Med Oncol. 2023 Aug 31. 40(10): 285
PD-L1 is expressed on antigen-presenting cells and tumor cells, thus allows tumor cells to escape immune surveillance. Moreover, targeting PD-L1 was also recommended and selected as important immune checkpoint inhibitors (ICIs) strategy in the treatment of advanced cancers due to the safety and activity. However, the detailed alteration of tumor microenvironment (TME) upon anti-PD-L1 therapy in lung cancer tumor model still needs to be resolved.

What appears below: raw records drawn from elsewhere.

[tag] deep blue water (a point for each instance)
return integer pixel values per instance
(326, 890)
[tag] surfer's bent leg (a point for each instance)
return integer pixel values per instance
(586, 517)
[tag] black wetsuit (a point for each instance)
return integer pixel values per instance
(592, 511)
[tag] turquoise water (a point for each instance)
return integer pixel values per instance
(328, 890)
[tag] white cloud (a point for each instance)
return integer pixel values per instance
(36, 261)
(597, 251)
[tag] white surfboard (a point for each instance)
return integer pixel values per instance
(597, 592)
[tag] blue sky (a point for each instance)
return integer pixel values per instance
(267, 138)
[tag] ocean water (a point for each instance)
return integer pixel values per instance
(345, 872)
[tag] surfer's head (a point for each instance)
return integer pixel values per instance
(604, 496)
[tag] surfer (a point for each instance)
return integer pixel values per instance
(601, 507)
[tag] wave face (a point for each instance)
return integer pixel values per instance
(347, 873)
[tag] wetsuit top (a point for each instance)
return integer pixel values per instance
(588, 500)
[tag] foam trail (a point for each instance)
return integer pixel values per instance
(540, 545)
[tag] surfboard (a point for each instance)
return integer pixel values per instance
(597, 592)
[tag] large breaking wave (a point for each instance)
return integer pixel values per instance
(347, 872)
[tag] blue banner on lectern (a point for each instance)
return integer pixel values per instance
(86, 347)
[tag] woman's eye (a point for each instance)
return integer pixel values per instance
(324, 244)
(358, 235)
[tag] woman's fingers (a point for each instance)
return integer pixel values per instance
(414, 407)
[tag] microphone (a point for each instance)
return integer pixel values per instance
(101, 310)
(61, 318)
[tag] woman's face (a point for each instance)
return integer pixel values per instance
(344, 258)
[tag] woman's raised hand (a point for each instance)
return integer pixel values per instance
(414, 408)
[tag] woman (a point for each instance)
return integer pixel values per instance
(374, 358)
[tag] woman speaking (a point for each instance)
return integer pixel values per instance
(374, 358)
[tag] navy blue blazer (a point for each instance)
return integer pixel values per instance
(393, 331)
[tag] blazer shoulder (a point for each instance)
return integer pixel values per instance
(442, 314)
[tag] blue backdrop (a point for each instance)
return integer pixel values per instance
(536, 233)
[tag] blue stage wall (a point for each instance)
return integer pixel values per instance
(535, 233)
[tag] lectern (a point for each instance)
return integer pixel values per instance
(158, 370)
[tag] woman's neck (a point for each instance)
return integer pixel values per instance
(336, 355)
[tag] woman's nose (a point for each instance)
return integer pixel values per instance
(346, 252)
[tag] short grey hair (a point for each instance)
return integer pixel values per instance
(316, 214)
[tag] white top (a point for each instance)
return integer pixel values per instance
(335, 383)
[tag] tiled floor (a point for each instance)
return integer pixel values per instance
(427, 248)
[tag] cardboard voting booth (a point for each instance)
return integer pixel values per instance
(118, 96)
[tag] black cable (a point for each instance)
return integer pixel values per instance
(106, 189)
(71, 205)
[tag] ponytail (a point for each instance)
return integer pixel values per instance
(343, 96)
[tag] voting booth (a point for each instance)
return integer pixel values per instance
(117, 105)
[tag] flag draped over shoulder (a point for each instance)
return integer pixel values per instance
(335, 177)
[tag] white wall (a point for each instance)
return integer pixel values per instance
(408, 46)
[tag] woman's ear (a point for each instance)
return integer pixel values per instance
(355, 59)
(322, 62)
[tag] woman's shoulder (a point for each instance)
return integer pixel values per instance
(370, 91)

In our present study, first, we characterized PD-L1 expression in human lung adenocarcinoma tissues by using public data, then we established the subcutaneous tumor-bearing model by using murine lung cancer cell line 3LL to perform the anti-PD-L1 therapy and the single-cell RNA sequencing (scRNA-seq) to reveal the remodeling of TME. We confirmed that PD-L1 blockade significantly inhibited tumor progression in 3LL mouse lung cancer model. The scRNA-seq depicted the detailed TME landscape of 3LL tumor model upon anti-PD-L1 treatment. Five major populations according to the marker genes were identified, including tumor cells, stromal cells, myeloid cells, T cells, and NK cells. In addition, we found that anti-PD-L1 treatment enhanced tumor immunogenicity and promoted inflammation in TME and promoted cancer-associated fibroblasts (CAFs)-mediated T-cell migration and infiltration. We also found that anti-PD-L1 treatment can increase dendritic cells (DCs) population and enhance the antigen-presenting ability to CD8+T cells and promote the transition of monocytes to macrophages and tumor-associated macrophages 2 (TAM2) to TAM1. We also revealed that Nfatc1 was up-regulated in the anti-PD-L1 treatment group, the frequencies of effector CD8+T cells, exhausted CD8+T cells, cycling T cells, and NKT were increased, and the frequencies of conventional CD4+T cells, Treg, IFN-induced T cells, and γδT cells were decreased. Therefore, our scRNA-seq data of the lung cancer tumor model upon anti-PD-L1 treatment made a comprehensive presentation and description about the remodeling of TME and will benefit us to understand the underlying mechanisms and to design combinational therapeutic strategies based on anti-PD-L1 therapy against lung cancer.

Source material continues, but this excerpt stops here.